E-cigarettes may be no safer than tobacco for expectant mothers because of the risks of exposing babies to nicotine, a study has warned.
Psychologists at Durham University found that babies of mothers who smoked e-cigarettes during pregnancy displayed similar abnormal reflexes to infants whose mothers smoked traditional cigarettes, and warned that nicotine could be the culprit.
Abnormal reflexes occur when a baby does not grasp a finger with their hand or is not startled if the hand supporting their head is suddenly removed.
The study also found that higher amounts of nicotine correlated with less “motor maturity” in babies, such as how floppy or rigid a child is when held.

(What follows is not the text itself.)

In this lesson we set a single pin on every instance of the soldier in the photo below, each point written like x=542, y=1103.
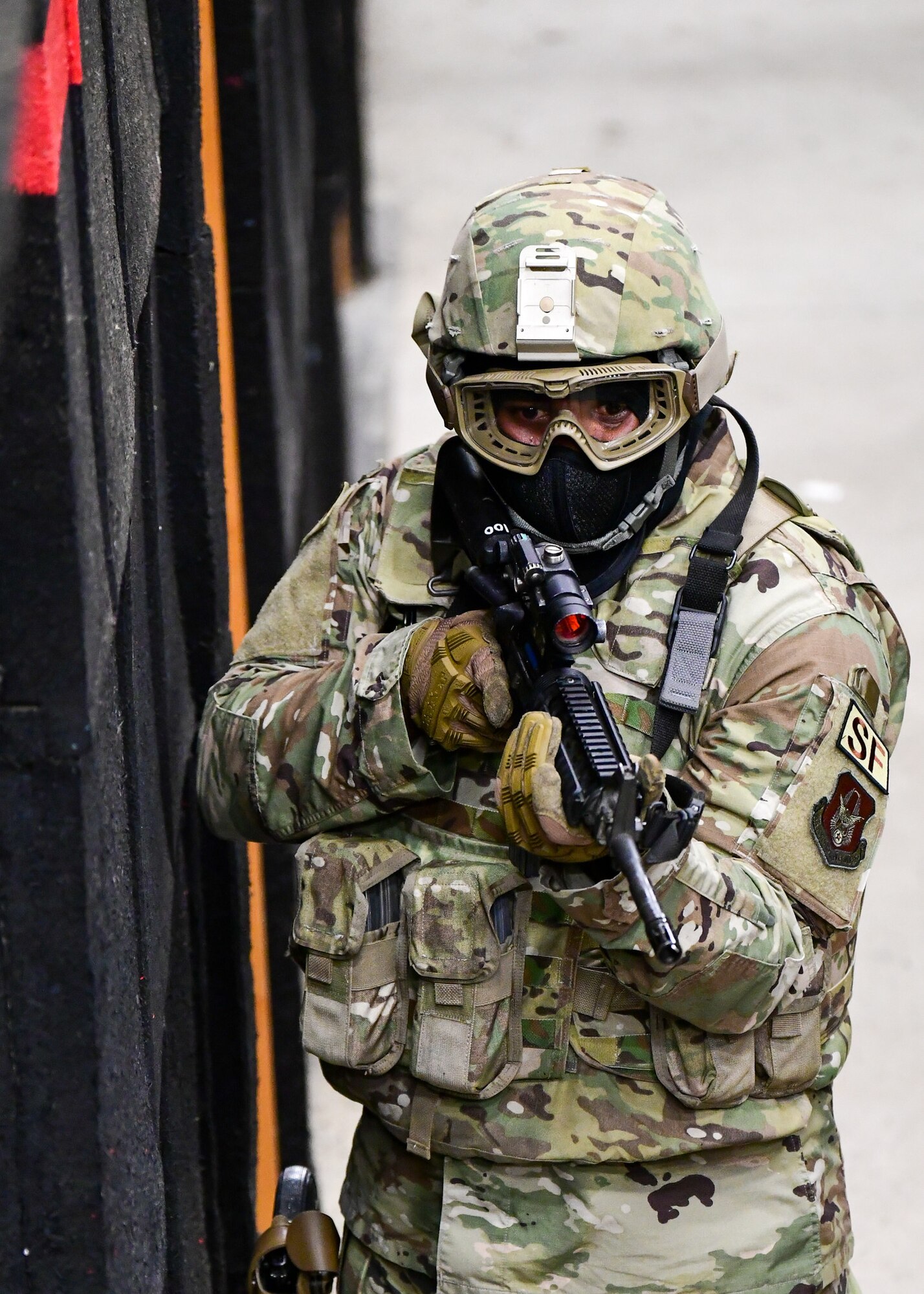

Researchers recommended more study into the effects of nicotine - which is found in both cigarettes and some vaping products - and warned it could have “devastating effects” on the brain.
Current NHS guidance says e-cigarettes are “likely to be much less harmful to a pregnant woman and her baby”.
The health service recommends pregnant mothers use nicotine replacement products, like patches or gum, to wean themselves off tobacco while pregnant.
The Durham study analysed the neurobehaviour of 83 one-month-old babies including 44 born to mothers who did not smoke during pregnancy, 29 who smoked cigarettes and ten who smoked e-cigarettes.
While the sample size of the study is small, the results suggest nicotine is harmful to a fetus regardless of how it is ingested.
Suzanne Froggatt, the study’s lead author, said: “Nicotine can cause widespread negative effects on the central nervous system, subsequently affecting brain development, with animal studies indicating the devastating effects within the brain.
“Although e-cigarettes might expose the mother to fewer toxins than cigarettes, given the uncontrolled amount of nicotine in e-cigarette consumption and the effects on the fetus which can be seen post-natally, we don’t believe that mothers should be encouraged to use e-cigarettes during pregnancy.”